# Help



## GalFriday (Jun 6, 2018)

I suppose this is beyond financial but I am lost and could use some advice. 

My husband and I have been married for three months, four months ago I moved to the state he was living in, post divorce (where he grew up he basically went back home). We had been together for a couple years but then he moved back to his home state. He had moved to my state after retiring from the Air Force to be where his wife moved. She has basically left him and his son and he can't leave while he is stationed. After they split up he was still there, we developed a relationship slowly and eventually he moved back to his home state as his ex now moved yet again and we lived in a very high cost of living state (the highest). Once he moved we still talked constantly, he visited but I didn't expect more because we were in different locations. Finally I decided to move where he was at it was a 2 year contract he had and we wanted to be together. We did marry a bit quick timeline wise from when I moved but i felt confident. 

We had in insane amount of detail discussed finances, living arrangements, children, family, you name it...all the things you should be on the same page on before living together or getting married.
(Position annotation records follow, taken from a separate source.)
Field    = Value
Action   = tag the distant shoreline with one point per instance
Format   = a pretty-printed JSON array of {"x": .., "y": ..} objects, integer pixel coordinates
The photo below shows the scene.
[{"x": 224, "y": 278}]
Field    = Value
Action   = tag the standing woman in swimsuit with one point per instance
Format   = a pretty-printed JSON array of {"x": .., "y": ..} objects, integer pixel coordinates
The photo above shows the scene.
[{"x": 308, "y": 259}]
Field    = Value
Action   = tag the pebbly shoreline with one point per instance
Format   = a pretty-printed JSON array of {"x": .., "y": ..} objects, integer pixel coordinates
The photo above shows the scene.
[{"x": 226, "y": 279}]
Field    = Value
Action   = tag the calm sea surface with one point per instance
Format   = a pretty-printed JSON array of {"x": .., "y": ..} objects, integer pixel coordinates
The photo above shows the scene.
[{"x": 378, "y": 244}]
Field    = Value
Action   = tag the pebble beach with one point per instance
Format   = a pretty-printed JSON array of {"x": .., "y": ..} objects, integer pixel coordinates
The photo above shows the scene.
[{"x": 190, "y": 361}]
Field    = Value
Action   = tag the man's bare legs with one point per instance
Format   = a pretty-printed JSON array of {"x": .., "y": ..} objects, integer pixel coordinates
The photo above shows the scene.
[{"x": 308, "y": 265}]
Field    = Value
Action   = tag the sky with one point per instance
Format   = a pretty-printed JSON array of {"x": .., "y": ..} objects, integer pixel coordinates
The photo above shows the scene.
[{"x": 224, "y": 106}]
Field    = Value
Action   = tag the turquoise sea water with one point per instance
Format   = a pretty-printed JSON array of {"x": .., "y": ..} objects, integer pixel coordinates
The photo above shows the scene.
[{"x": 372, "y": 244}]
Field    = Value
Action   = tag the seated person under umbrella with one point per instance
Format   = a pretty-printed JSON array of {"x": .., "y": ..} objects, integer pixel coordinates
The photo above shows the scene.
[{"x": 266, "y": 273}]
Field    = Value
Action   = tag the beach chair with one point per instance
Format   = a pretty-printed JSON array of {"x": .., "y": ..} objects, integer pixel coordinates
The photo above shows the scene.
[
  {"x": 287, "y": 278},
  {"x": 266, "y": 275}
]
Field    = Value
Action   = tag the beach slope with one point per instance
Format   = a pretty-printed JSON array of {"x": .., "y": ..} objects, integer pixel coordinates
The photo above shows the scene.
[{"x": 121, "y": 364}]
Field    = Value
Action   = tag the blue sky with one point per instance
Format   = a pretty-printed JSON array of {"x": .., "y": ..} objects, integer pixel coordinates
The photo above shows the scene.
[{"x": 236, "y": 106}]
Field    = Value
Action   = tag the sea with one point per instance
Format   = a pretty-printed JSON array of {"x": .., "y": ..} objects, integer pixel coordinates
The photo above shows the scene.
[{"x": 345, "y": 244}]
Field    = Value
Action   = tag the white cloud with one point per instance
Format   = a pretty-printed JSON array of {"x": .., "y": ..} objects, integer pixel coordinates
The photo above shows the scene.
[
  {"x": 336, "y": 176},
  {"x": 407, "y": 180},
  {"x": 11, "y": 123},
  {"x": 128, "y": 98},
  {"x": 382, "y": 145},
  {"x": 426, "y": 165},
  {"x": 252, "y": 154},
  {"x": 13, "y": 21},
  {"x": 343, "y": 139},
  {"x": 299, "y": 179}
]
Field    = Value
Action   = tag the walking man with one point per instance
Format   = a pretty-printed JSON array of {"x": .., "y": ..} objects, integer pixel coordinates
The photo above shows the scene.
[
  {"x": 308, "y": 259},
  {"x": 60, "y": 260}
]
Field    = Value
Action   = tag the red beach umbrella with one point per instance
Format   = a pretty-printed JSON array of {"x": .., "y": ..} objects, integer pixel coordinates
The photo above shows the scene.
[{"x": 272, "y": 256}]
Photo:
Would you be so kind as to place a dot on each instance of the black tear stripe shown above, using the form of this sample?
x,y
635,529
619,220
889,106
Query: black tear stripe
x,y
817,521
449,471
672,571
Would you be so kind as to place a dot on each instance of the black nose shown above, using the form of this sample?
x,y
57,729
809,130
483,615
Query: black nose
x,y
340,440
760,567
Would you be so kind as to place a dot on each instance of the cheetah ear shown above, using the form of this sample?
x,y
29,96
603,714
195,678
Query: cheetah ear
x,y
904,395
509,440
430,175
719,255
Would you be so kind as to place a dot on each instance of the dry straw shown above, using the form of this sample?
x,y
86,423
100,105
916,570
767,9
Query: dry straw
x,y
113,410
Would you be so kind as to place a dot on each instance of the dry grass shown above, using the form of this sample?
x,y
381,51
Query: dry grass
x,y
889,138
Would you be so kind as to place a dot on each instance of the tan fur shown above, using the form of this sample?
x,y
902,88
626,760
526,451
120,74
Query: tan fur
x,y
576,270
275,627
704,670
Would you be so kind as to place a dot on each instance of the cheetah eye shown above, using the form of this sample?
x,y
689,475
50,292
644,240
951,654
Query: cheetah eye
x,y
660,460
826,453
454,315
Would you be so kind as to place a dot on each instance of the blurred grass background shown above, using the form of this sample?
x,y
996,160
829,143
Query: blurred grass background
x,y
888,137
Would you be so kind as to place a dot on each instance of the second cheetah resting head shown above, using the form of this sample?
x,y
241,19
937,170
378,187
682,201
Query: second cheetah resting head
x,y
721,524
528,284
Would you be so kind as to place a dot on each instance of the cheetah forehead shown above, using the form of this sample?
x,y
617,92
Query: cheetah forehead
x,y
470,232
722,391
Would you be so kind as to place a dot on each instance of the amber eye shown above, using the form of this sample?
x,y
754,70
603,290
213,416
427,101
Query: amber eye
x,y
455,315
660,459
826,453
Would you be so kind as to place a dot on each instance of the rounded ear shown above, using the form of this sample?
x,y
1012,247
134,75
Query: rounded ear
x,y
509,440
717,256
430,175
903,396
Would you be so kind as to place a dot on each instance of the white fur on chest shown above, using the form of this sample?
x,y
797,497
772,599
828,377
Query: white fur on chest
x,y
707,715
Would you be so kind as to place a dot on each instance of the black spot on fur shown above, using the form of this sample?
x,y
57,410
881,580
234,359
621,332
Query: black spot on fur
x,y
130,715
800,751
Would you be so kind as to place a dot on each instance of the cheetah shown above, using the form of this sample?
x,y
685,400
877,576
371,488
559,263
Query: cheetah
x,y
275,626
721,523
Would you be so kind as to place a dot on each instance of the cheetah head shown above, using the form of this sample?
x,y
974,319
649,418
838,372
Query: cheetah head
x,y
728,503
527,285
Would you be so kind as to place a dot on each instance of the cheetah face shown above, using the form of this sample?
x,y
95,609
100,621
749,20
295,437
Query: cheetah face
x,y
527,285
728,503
I was a bit shocked when moving here as it is a small town and a huge change of life for me. I had some savings, some eaten by moving, and he could handle my basic bills until I found a job. I have under $1000 a month worth of bills (car, insurance which is lower now that we are combined and CCs about 3k total). Really minor overall. Within days he admits to me he got a DUi right before I came here and basically drains the rest of my savings, the money to finish shipping all my furniture and stuff out here, to pay for an attorney and additional costs. So now I am not working and my savings is gone. I have to drive him to and from work every day and to any social thing he wants to do as well as my step son around. I am annoyed but he is paying the bills so I figure it is right for me to do. 

I tell him I need money for my car payment and CCs and he gives me car but never gives me my CC payments. I have no money to pay it myself, no family to help, nothing. This continues over a few months, my car being late each time and my CCs not touched at all. My good credit is now blown. I am devastated. 

BTW this is a bit out of order to keep it a bit briefer as it is already long.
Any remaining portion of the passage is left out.